I colori del Tempo (Feltrinelli) di Eleonora Marangoni come Il bestiario di Proust (Sellerio) di Daria Galateria, o la nuova biografia che Giuseppe Scaraffia ha intitolato semplicemente Marcel Proust (Bompiani) e il mondadoriano Proust senza tempo di Alessandro Piperno o Proust/Céline, la mente e l’odio (Einaudi Stile Libero) di Valerio Magrelli, e ancora A Parigi con Marcel Proust (Perrone) di Luigi La Rosa o, andando solo un po’ indietro, Il vento attraversa le nostre anime (Mondadori) di un’altra insigne francesista, Lorenza Foschini… sono alcuni dei tanti titoli che testimoniano l’inesauribile interesse per l’autore della Recherche di cui ricorre il centenario dalla morte.

E accanto a questi, uno studio particolarissimo, Il proustografo, del francese Nicolas Ragonneau (grafica di Nicolas Beaujouan) è appena uscito da Clichy, per la traduzione di Giuseppe Girimonti Greco e Ezio Sinigaglia. Si tratta di un Marcel Proust ridotto in dati attraverso un centinaio di infografiche artistiche, sicché se ne possono apprendere notizie di ogni tipo in forma creativamente visiva. Come spiega Ragonneau, infatti, “La monumentalità di Proust invita al conteggio, ai bilanci, alla somma delle occorrenze, alla registrazione dei record, alle rappresentazioni grafiche del Tempo, dello Spazio, dei Numeri”. 

Allora, via, si parte: cominciando necessariamente dall’albero genealogico. Così ecco che compare in prima fila Lei, la Madre, Jeanne Weil, ebrea mai convertita, pur sposata al cattolico Adrien Proust.  Quando Jeanne, Jeanne dai baci imprescindibili, muore, nel 1905, Marcel che di anni ne ha già trentaquattro “passa qualche tempo in una clinica”, ci dice lapidariamente la Cronobiografia. Né può mancare il tema natale del grande scrittore: nato nel segno artistico per eccellenza, il Cancro, con ascendente assai determinato e tirannico, l’Ariete. Ma ecco che, a scanso di equivoci, “la bellissima Luna in Toro all’ascendente rivela il ruolo essenziale della madre, che dà stabilità, ma dalla quale, soprattutto, si dipende”.

E poi e poi… come prescindere dalle sue case? Nel senso di indirizzi parigini, non case astrali, stavolta. Quella di nascita al numero 8 di rue Roy, nell’ottavo arrondissement, o quella dove, ripresosi dallo shock della morte della madre, andrà a vivere da solo, dal 1906 al 1919, al 102 di Boulevard Haussman, sempre nell’ottavo, oppure l’ultima, dove morirà il 18 novembre 1922, al 44 di rue Hamelin, nel sedicesimo, C’è in questo Proustografo anche la piantina dell’appartamento di rue Haussmann, con il particolare della stanza foderata di sughero per isolarsi completamente dai rumori: stipetto cinese, pianoforte a coda, poltrona, librerie girevoli e scrivania naturalmente. E perché non si pensi che Proust sia solo uno scrittore per proustiani perversi o intellettuali fissati, ecco la sorpresa: sono stati o sono inguaribili appassionati della Recherche Sylvie Vartan e Simone Signoret, Keanu Reeves e Jacques Dutronc, Fanny Ardant e Jim Jarmush, Yves Saint-Laurent, Francis Bacon e Philip Dick. 

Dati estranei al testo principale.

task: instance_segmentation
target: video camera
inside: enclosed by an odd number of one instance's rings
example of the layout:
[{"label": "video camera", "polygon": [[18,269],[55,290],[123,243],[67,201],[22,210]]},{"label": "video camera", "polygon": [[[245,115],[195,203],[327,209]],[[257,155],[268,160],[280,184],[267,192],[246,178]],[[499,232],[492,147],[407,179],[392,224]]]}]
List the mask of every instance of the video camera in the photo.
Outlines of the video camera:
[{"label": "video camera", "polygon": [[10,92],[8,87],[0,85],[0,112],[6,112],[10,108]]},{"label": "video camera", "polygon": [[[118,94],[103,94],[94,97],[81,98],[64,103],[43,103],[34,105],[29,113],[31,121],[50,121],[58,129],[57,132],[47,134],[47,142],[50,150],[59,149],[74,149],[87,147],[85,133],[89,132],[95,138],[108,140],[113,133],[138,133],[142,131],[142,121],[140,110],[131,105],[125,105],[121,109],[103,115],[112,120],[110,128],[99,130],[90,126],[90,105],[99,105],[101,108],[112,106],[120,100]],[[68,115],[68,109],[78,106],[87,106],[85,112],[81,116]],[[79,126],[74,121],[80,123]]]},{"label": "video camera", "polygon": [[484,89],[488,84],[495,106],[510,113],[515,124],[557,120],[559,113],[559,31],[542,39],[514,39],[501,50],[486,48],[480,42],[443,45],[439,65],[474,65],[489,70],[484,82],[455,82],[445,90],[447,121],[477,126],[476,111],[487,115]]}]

Jeanne Moreau amava leggerne brani in francese, improvvisando rapide traduzioni in inglese, al marito americano William Friedkin (regista dell’Esorcista fra l’altro), il quale si contagiò di passione letteraria al punto di realizzare il reportage nei luoghi proustiani Sulle orme di Marcel Proust del 2017. Bene, una volta preparatisi al meglio con questo e gli altri libri su Proust, non resta che leggerlo. Anche perché continuare a scrivere dopo un simile gigante sembra davvero impervio. Tanto per citare Virginia Woolf ancora una vola: “Beh, cos’altro resta da scrivere dopo di lui?”.